No mention of arm waving.


----------



## becstar

La does it all the time... she also likes to stare at her hands etc, she's so tiny I don't read anything into it.


----------



## hopedance

baby arm flapping and autistic arm flapping seem quite different to me. sam flaps and sort of whacks things with his hands in excitement. autistic arm flapping is a lot more purposeful and graceful (i think, anyway!! lol) and they hold theirs hands differently, sort of loose at the wrist..

there is a video you can watch here: https://www.theautismtrust.org.uk/, it's the one on that first page, a couple of the (very gorgeous yummy) kids i work with are on there, the first face you see, a little blonde girl is one, and it shows her hand flapping really early on in the video which shows quite common autistic flapping. hope that helps.
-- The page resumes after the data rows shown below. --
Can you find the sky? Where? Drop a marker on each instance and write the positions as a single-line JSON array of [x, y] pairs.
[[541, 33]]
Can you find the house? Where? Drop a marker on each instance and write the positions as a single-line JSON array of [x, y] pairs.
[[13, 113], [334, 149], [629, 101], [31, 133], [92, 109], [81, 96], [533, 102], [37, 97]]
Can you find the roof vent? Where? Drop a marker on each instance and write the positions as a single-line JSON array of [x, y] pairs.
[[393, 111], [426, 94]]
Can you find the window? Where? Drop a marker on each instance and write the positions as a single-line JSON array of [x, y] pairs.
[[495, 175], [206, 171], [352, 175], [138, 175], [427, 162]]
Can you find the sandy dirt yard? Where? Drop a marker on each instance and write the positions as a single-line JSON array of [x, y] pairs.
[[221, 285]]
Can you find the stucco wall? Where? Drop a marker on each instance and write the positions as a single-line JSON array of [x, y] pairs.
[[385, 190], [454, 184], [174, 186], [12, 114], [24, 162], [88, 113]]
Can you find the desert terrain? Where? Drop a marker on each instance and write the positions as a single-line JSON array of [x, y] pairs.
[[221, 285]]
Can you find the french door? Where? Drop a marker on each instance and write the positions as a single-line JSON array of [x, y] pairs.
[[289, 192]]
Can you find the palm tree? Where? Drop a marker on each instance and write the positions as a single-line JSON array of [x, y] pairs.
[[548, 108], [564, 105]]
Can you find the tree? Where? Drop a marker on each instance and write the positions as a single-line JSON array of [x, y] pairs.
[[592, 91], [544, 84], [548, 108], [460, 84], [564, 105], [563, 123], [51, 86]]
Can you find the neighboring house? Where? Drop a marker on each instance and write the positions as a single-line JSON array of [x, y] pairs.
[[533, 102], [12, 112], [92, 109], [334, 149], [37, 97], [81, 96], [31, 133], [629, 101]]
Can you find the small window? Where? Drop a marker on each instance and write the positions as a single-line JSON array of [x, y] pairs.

edited to add - the video itself is rubbish imo, so miserable, as if the kids are so unhappy. the ones i work with have a fabulous time, we play tons of games and get loads of cuddles and hugs.


----------



## Racheldigger

Rowan flaps her arms when she's cross, particularly if she wants me to stop doing something that I'm doing to her, like buttoning her dress or wiping her nose. I don't think she started quite as early as 8 months, but it wouldn't have been far off.


----------



## xxx bex xxx

i watched the programme when this was mentioned about arm flapping being linked to autism....but it was in older children also making high pitched noises..... you baby will be flapping her arms because its exciting,same as babies making high pitched noises because they have found their voice!!!
i really wouldn't worry!!its normal!!


----------



## Snugglepup

My nephew flapped his arms for years when he was excited, I'm not sure when he stopped but he doesn't do it now at 11 and there is nothing wong with him. He used to go on tiptoe to do it too hehe.


----------



## Racheldigger

Forgot to say that Rowan flaps her arms when she's excited too, but differently. When she's excited, she flaps them up and down, but when she's having a strop, she whizzes them jerkily from side to side, crossing them in front of her, for greatest efficiency in knocking away anything that's inconveniencing her, such as an approaching spoonful of Calpol! I too am in constant fear of autism; when I've got nothing better to worry about, I worry that one morning I'll go to the cot and my button-bright, sociable, smiling, babbling, blithe and bonny baby will look at me with no recognition in her eyes and start to bang her head against the bars. However, I keep telling myself that she recognises family members and nursery staff, and is clearly pleased to see them, she initiates games (covering her head with a blanket to play Peepo!) and has special games that she only plays with Daddy or Grandma, and she communicates remarkably well considering she only has a six-word vocabulary, so it's clearly just me that's miserably paranoid.


----------



## bloodbinds

Yeah Bella has a weird arm flapping thing which has only just started happening the last couple of weeks, and only on the one arm, but i remember my nephew doing exactly the same thing at his age, so i'm not worried!


----------



## kirmal12

My LO has started in the last couple of weeks at night doing this strange thing with his arm when he is gearing up to scream for his bottle, it's what wakes me up. Its a rhythmical thud thud thud thud, do you think this is the same kind of thing your little one does? (this only at night though)


----------



## TTC LADY

kirmal12 said:


> My LO has started in the last couple of weeks at night doing this strange thing with his arm when he is gearing up to scream for his bottle, it's what wakes me up. Its a rhythmical thud thud thud thud, do you think this is the same kind of thing your little one does? (this only at night though)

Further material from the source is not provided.